No Brasil, o tema é tratado pela ADPF 347 (Arguição de Descumprimento de Preceito Fundamental), relatado pelo ministro Marco Aurélio Mello, com o objetivo de discutir as inúmeras violações de Direitos Humanos nos estabelecimentos carcerários do país.
Direito
01 Outubro 2018
Evento discute inconstitucionalidades nos presídios de Brasil e Colômbia

Maíra Rocha Machado, professora do mestrado acadêmico em Direito e Desenvolvimento da Escola de Direito de São Paulo (FGV Direito SP), participou do evento “Prisões e Juízes na América Latina – uma análise do estado de coisas inconstitucional nos presídios de Brasil e Colômbia”, promovido pela Universidad de los Andes, em Bogotá, no dia 26 de setembro.

Ao lado do professor Libardo Jose Ariza Higuera, Maíra apresentou o paper “Quando o estado de coisas é inconstitucional: sobre o lugar do poder judiciário no problema carcerário”, no qual sistematiza e compara as decisões das cortes constitucionais colombiana e brasileira que declararam o estado de coisas inconstitucionais dos sistemas prisionais desses países.

No Brasil, o tema é tratado pela ADPF 347 (Arguição de Descumprimento de Preceito Fundamental), relatado pelo ministro Marco Aurélio Mello, com o objetivo de discutir as inúmeras violações de Direitos Humanos nos estabelecimentos carcerários do país.

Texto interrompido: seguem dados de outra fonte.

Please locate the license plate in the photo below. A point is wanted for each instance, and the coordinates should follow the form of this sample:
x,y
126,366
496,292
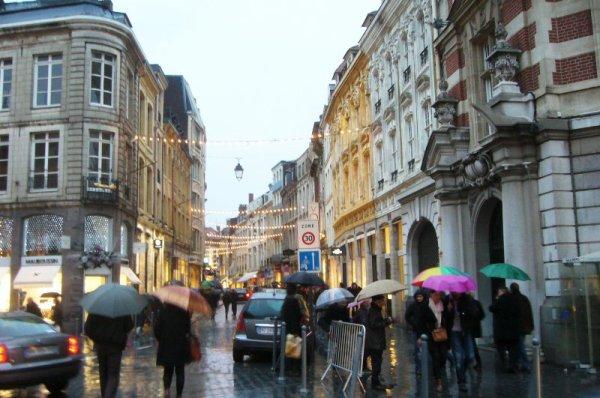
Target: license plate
x,y
264,330
34,352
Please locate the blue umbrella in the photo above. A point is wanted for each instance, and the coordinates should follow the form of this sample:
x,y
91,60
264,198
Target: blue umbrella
x,y
112,300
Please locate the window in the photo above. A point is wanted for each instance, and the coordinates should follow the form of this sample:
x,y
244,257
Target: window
x,y
5,83
42,235
3,163
100,157
103,75
44,160
98,233
47,80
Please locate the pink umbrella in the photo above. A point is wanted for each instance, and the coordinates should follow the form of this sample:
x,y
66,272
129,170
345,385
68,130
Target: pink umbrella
x,y
450,283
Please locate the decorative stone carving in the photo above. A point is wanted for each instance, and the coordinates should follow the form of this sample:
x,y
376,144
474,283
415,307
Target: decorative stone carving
x,y
445,106
503,59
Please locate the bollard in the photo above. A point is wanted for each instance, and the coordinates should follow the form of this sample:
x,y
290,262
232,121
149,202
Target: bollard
x,y
282,353
424,367
356,364
537,370
304,389
274,359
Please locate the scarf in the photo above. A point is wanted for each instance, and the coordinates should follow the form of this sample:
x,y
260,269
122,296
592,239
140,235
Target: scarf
x,y
437,311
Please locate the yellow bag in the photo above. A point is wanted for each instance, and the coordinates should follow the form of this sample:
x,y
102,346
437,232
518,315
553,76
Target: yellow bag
x,y
293,346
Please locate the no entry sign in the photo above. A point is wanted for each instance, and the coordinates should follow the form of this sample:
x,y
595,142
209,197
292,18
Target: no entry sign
x,y
308,234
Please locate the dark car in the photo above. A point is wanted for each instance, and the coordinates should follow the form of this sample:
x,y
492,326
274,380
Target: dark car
x,y
33,352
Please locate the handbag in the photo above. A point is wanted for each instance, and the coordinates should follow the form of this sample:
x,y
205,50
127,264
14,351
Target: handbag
x,y
439,335
195,352
293,346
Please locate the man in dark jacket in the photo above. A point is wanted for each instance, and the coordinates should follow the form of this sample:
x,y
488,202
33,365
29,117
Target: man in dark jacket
x,y
375,342
420,318
507,327
526,325
110,337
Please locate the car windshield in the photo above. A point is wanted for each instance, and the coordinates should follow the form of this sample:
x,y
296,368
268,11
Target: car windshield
x,y
263,308
21,326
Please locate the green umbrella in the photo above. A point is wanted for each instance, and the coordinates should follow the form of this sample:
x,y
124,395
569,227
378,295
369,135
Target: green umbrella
x,y
505,271
112,300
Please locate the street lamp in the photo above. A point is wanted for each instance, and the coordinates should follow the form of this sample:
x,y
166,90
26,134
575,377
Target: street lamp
x,y
239,171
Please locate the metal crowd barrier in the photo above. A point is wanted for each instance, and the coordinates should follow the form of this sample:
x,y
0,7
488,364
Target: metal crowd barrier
x,y
345,352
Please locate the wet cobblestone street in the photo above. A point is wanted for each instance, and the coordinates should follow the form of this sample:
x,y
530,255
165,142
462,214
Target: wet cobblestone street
x,y
217,375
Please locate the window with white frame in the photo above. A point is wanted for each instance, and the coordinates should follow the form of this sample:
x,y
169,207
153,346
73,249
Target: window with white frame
x,y
100,157
4,152
47,80
5,83
44,160
102,78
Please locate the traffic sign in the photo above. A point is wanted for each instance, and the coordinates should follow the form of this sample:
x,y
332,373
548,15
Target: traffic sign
x,y
309,260
308,234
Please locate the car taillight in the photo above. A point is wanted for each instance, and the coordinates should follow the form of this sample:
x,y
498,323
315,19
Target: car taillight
x,y
240,326
3,353
73,345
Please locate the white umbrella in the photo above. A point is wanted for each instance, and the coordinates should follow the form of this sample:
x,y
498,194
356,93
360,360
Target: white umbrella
x,y
332,296
384,286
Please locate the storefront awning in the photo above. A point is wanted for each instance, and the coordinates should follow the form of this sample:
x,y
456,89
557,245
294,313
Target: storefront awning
x,y
247,276
130,275
36,275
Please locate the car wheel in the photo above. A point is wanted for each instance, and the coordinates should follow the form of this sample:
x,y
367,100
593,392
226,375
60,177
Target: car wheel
x,y
238,356
56,387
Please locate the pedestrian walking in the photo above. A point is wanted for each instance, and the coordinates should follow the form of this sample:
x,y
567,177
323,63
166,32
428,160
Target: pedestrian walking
x,y
464,314
292,314
110,337
57,315
527,326
375,342
507,328
173,332
33,308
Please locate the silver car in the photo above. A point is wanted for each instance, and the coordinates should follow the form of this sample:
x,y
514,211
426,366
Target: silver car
x,y
254,328
33,352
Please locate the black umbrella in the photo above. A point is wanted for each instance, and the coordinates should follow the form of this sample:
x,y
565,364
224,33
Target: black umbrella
x,y
305,278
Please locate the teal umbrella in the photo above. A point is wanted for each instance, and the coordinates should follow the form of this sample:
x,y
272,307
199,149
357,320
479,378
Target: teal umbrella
x,y
505,271
112,300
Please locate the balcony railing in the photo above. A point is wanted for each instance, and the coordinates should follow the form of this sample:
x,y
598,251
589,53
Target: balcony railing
x,y
424,56
99,191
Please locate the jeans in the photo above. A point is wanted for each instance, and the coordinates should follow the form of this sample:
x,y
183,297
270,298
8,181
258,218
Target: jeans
x,y
462,348
109,365
376,359
179,374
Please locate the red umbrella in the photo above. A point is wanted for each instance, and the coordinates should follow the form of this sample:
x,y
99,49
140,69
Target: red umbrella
x,y
184,298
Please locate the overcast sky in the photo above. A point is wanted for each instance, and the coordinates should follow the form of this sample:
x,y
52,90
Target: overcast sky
x,y
259,69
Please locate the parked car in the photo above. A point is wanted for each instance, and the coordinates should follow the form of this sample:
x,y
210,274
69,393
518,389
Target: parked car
x,y
33,352
254,328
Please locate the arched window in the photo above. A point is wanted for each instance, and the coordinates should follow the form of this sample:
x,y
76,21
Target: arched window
x,y
42,235
98,233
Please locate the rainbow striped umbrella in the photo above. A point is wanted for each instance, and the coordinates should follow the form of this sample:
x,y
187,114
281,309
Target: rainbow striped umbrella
x,y
436,271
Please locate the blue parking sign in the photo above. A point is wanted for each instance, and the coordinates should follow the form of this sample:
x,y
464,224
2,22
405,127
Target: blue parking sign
x,y
309,260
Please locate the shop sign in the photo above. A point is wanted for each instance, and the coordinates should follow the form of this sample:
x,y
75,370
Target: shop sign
x,y
41,260
140,247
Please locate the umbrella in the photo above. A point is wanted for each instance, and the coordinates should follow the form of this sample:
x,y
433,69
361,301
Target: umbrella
x,y
113,300
332,296
184,298
305,278
383,286
436,271
505,271
450,283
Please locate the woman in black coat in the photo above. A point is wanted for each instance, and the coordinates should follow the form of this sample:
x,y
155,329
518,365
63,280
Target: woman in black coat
x,y
172,330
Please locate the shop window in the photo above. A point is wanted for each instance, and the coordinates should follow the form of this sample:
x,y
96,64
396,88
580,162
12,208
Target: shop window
x,y
42,235
6,228
98,233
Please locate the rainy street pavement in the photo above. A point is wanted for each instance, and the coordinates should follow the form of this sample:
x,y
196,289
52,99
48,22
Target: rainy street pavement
x,y
217,376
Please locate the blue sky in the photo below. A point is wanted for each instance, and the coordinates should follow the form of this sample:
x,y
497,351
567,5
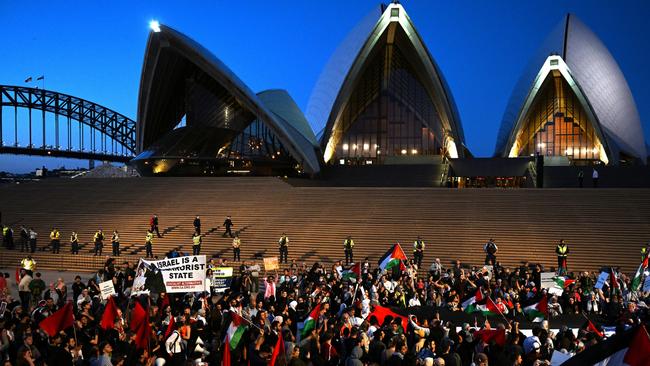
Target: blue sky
x,y
94,49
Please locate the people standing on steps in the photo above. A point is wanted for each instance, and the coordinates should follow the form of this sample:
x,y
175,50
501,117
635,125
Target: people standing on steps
x,y
348,246
153,222
74,243
562,251
196,242
236,250
284,247
148,244
55,241
418,251
227,224
197,224
115,242
99,242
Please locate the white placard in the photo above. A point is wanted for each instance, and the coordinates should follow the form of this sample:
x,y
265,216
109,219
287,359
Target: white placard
x,y
601,280
107,289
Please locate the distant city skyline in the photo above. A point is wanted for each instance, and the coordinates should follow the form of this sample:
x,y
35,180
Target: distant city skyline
x,y
95,51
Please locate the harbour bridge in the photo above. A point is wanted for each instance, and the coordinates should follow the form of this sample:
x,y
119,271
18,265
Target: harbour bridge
x,y
47,123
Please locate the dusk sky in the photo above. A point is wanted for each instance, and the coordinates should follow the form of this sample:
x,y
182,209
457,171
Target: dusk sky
x,y
94,50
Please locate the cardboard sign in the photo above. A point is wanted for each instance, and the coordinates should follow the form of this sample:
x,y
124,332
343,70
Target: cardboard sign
x,y
172,275
271,264
602,279
548,282
107,289
221,279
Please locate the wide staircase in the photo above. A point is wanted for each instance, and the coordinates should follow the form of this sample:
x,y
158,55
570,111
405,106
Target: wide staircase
x,y
604,227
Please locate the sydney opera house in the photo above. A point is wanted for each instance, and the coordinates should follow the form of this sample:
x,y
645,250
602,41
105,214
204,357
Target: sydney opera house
x,y
383,101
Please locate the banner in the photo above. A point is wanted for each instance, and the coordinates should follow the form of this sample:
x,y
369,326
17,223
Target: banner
x,y
601,280
172,275
549,284
107,289
221,279
271,264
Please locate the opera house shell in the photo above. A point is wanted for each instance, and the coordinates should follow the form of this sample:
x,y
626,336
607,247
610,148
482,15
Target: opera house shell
x,y
195,117
573,102
383,99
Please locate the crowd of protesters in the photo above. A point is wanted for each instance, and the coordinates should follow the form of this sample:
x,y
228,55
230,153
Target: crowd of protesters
x,y
346,330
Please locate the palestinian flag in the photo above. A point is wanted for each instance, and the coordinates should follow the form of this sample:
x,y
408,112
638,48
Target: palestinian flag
x,y
352,272
469,305
236,329
392,258
563,282
638,276
538,311
310,323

Segundo Maíra, a situação das prisões brasileiras guarda uma série de semelhanças com inúmeras outras do continente, o que nos leva a pensar sobre possibilidades de intercâmbio e aprendizado com as experiências de outros países.

O trabalho também busca analisar quais seriam as contribuições da decisão colombiana em relação à futura decisão a ser tomada pelo STF, qual é o potencial dos pedidos formulados pelos autores da ADPF 347 para promover o desencarceramento e também analisa os efeitos da declaração do estado de coisas inconstitucional em decisões do próprio STF e do TJSP.